Dieses fällt einem Autor, der die Schauspielerei liebt, schwer zu sagen (zumal ihm einige der Mitglieder dieses Ensembles aus eigener Regiearbeit persönlich näher bekannt sind). Aber der Autor liebt auch das Theater, das Ereignis, dass ohne all die hier Beteiligten und Gelobten nicht zustande gekommen wäre - und das, bestenfalls, noch grösser ist als sie.
Und die Moral?
Vielleicht ist es "ungerecht", mit einem solchen Massstab an die Aufführung einer Bachelor-Klasse einer solchen Theater-Akademie heranzugehen. Aber es wäre noch viel unfairer, nicht auf den explizit - wohl nicht nur von der Regie geäusserten - Willen, dem Publikum nahe sein zu wollen, zu reagieren.
Diese Nähe verbleibt nicht ohne Echo, auch wenn sie hier nur in dieser kursorischen textuellen Form zurückgegeben werden kann, an all jene, die ihren zukünftigen Beruf lieben - und dabei sind, einen Weg zu finden, sich selbst zu lieben.
PS
Nach dem Besuch der Aufführung, einer langen Aussprache und einem nicht enden wollenden Zögern, überhaupt zu dem Erlebten öffentlich Stellung zu beziehen, endete dieses aufwühlenden Ergebnis zunächst in einer, erstmals auf Einladung aufgesuchten und bis dahin nicht bekannten aber wunderbaren Bar.
Erzählt werden soll aber von diesem Besuch nur noch dieser Moment: In der Reihung der unendlich vielen Flaschen standen auch einige ganz hochgezogene mit einer hellen Flüssigkeit, mit einer Marke, die dem Autor nicht bekannt war: Galliano. Die Frage, wie der schmeckt, konnte letztendlich durch dessen Verkostung höchstbekömmlich beantwortet werden. Auf die Frage, wo man ihn individuell beziehen könne, kommt die Antwort: "Im Internet".
Nach der Aufführung wurde auch eine solche Frage gestellt: Wo es denn diese vielen Gummipuppen und -figuren und -gerätschaften zu finden gäbe, die auf der Bühne zu sehen waren. Und auch hier war die Antwort: "Im Internet".
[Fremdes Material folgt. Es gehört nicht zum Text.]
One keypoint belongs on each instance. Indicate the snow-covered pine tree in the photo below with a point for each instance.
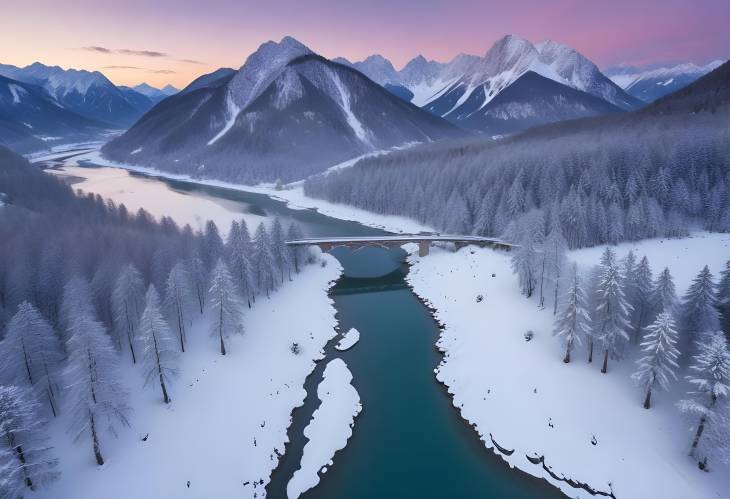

Als es im Verlauf des Stückes immer wieder um das Thema der Sexualität und der Pornografie geht, wird auch immer wieder diese Quelle zitiert, die einen prägenden Einfluss auf das eigene Vor-Erleben hat: Das Internet...
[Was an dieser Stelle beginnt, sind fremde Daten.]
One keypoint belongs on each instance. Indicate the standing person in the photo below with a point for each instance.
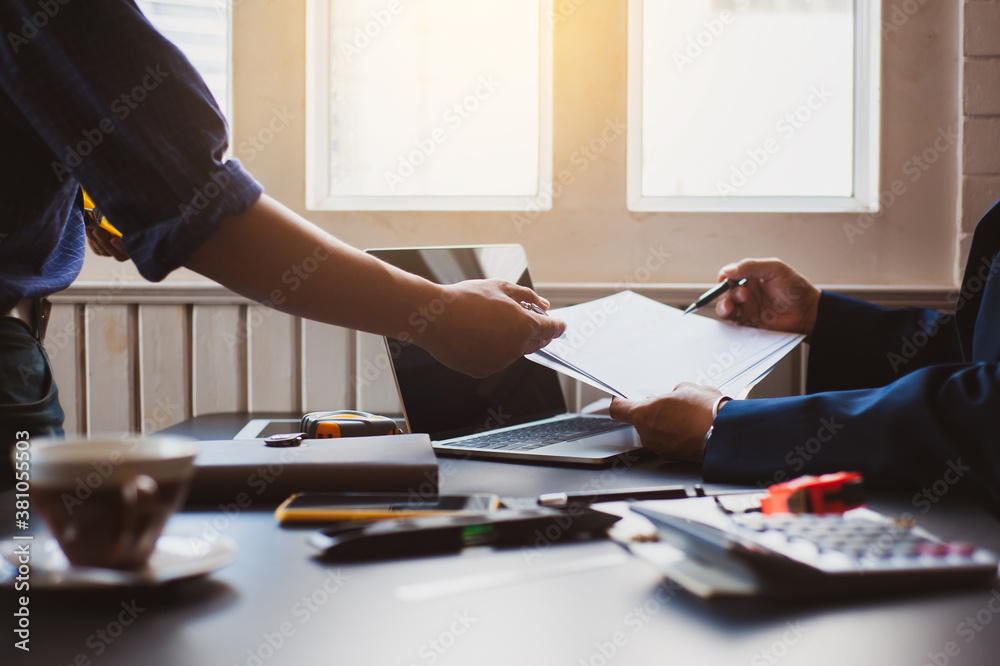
(92, 95)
Wir werden hier in diesem "PS"-Vermerk keine neue Baustelle mehr aufmachen können, aber das sei hier doch festgehalten: Was die Aufführung in diesem Beziehungsgeflecht zwischen Individuum und Gesellschaft, zwischen Familie und soziokultureller Kompetenz schmerzlich vermissen lässt, das ist der Versuch, transparent oder auch nur in Ansätzen erlebbar zu machen, auf welchem Wege dieses "Internet" als neue Bezugsgrösse der eigenen Sozialisation in den Figuren der hier Agierenden Gestalt angenommen hat.
Ja, die Könige sind tot, aber ihre Reiche leben fort. Nicht nur in "Game of Thrones", sondern in all den ebenso attraktiven wie verlogenen Gratisversprechen einer Google- oder einer facebook-Welt.
Diese Revolution, die sich derzeit im Stillen vollzieht, ist alles andere als eine nur "eingebildete Revolution". Allerdings sind deren Folgen für viele immer noch in der Tat "unvorstellbar". Und gerade deshalb sollte sich das Theater dieser Herausforderung endlich stellen, über solche anscheinend unvorstellbaren Folgen nicht nur nachzudenken, sondern diese uns schon hier und heute vor Augen zu führen.
Ein gelungener Internetauftritt wie der oben schon zitierte der Theaterakademie ist dazu eine wichtige Voraussetzung. Jetzt aber geht es darum, wie "Das Theater" und die "Virtuelle Realität" in den digitalen Welten auf deren jeweilige BesucherInnen/NutzerInnen wirkt.
Ein weiterer Anfang wurde dazu heute - einmal mehr - versucht. Weiter so! Und "scheitern, wieder scheitern, besser scheitern".